Everyone was terrified that they might do or say something that would cause the government to take away their children, so Norwegian kids were without exception monsters. They were the most ill-behaved children I’ve ever come across. When they discovered we were American, they screamed “Monkey face! Monkey face!” and threw rocks at us.

I went to the Stavanger American School, called SAMS. Now it’s called ISIS.

No, it’s called ISS: “International School of Stavanger.”

At its former location, it shared a giant cobblestone playground with a Norwegian elementary school. When the Norwegian kids were let out on recess, we Americans were prohibited from leaving the building, because it was dangerous. The Norwegian kids reveled in their power over us. They’d come to the front door of SAMS and squash their faces against the glass.
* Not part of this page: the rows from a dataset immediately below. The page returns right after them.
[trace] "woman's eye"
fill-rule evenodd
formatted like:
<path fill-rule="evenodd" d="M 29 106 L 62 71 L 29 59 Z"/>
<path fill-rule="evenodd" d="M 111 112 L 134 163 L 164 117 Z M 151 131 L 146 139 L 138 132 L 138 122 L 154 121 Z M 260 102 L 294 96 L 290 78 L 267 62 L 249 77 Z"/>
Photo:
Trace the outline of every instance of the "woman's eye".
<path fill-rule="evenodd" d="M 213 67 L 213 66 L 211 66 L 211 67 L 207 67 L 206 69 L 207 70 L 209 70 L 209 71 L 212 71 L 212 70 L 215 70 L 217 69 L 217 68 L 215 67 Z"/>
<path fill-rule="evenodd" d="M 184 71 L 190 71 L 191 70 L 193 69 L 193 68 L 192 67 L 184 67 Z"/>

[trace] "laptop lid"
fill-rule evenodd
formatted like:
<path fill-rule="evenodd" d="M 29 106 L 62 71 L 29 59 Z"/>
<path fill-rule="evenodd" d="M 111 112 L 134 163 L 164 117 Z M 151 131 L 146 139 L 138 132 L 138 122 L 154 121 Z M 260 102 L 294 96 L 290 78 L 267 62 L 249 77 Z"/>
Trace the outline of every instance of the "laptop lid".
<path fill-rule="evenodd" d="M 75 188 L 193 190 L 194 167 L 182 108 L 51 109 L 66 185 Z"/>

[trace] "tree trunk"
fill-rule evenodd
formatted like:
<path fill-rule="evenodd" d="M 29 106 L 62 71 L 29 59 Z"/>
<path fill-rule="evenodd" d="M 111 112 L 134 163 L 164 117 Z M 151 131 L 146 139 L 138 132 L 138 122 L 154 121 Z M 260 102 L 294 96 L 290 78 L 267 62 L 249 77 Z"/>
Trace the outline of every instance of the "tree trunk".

Imagine 200 little Nordic visages with no eyebrows doing that, all screaming. They sounded like this.

Norwegian children were dangerous lunatics, and their parents were rabid America-haters who accosted me almost daily. I was seventeen and eighteen years old.

I’m on the left, and my brother Tim is on the right, in his ELO period. He actually hated the band.

So did I. Everything that can possibly go wrong with music is in that one song.

Where was I?

Ah, yes. America-hating Norwegian adults.

People in their thirties, forties, fifties, and sixties would come up to me and try to start a fight about politics. The US was the cause of all the problems in the world.

Absolutely! Americans are responsible for this.

I don’t like arguing. Besides, what did these adults expect me to do about American foreign policy?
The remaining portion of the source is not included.